Donald Trump ha dichiarato senza troppi giri di parole: “Gli USA intendono prendere il controllo della Striscia di Gaza”. Lo ha affermato con a fianco il premier israeliano Benjamin Netanyahu, volato negli Stati Uniti per incontrare il presidente appena insediatosi. Ma, quanto fa sul serio Trump con queste esternazioni? Il nostro Radiogiornale lo ha chiesto a Marco Pinfari, specialista mediorientale e professore all’Università di Pavia:
“È possibile, come sta succedendo con la minaccia di imporre dazi, che Trump stia alzando la posta con l’obiettivo di ottenere qualcosa come soluzione diciamo di compromesso. Ma se questa fosse effettivamente la soluzione definitiva proposta dall’amministrazione Trump, ci sarebbero enormi problemi da un punto di vista etico e legale, perché quella che viene prefigurata (da Trump, ndr) è essenzialmente una forma di pulizia etnica della Striscia. E verrebbe da aggiungere che sta effettivamente facendo i conti senza l’oste, che sono gli egiziani e i giordani. L’Egitto in questa soluzione dovrebbe accettare di accogliere probabilmente un milione o forse più di palestinesi ma ha già messo in chiaro che questa è una soluzione, da un punto di vista politico e da un punto di vista anche pratico, che non intende accettare.”
Trump (d) con il premier israeliano Benjamin Netanyahu
Washington però ha i mezzi finanziari per esercitare pressioni su Egitto e Giordania, paesi fortemente dipendenti dal supporto americano…

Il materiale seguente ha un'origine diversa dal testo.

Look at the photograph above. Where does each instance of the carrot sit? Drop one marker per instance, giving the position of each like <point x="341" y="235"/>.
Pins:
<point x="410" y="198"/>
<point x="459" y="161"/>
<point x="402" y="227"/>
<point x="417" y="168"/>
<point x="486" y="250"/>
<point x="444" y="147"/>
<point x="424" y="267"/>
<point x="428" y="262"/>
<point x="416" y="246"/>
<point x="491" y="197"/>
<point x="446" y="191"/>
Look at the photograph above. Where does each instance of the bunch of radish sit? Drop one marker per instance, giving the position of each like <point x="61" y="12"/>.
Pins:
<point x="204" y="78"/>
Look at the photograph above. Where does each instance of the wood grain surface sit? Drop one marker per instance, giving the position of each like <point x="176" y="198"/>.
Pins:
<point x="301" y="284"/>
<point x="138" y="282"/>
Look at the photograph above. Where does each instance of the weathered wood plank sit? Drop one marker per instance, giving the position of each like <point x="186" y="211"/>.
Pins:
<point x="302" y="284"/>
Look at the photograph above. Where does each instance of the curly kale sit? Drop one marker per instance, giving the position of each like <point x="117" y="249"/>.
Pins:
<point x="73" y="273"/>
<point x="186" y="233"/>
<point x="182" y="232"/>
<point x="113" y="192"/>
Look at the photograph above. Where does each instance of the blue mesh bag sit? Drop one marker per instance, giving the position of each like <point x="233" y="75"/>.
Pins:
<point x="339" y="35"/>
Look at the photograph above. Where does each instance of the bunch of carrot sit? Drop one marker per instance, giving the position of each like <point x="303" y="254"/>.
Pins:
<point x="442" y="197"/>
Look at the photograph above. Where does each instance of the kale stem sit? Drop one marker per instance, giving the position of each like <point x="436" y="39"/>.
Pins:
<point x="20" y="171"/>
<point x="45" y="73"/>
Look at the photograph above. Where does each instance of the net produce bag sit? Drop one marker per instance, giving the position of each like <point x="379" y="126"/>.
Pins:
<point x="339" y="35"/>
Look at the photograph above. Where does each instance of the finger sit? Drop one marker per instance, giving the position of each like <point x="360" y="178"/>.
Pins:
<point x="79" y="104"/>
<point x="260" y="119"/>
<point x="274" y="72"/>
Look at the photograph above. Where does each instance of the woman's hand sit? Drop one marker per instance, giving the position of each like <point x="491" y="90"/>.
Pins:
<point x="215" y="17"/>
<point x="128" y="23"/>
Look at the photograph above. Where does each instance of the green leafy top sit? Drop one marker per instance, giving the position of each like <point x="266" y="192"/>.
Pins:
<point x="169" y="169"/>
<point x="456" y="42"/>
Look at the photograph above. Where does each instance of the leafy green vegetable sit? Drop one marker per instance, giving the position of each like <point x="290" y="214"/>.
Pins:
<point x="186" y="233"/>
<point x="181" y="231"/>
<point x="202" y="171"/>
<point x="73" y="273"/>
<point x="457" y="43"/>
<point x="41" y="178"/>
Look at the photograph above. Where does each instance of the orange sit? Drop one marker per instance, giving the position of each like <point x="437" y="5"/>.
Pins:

“È una delle possibili letture di questa situazione, e la chiusura almeno temporanea dell’agenzia USA (per l’aiuto internazionale, ndr,) appena avvenuta sta avendo delle ripercussioni in Egitto; però in questo caso la posta in gioco è troppo alta, quindi dubito che la leadership egiziana anche di fronte a possibili pressioni da un punto di vista economico e di aiuti allo sviluppo, possa accettare quella che effettivamente sarebbe la ricollocazione di moltissimi palestinesi. Anche per questioni di sicurezza interna: perché non dobbiamo dimenticare che Hamas è legato ai Fratelli musulmani che a loro volta hanno un rapporto diciamo molto problematico con il regime egiziano”.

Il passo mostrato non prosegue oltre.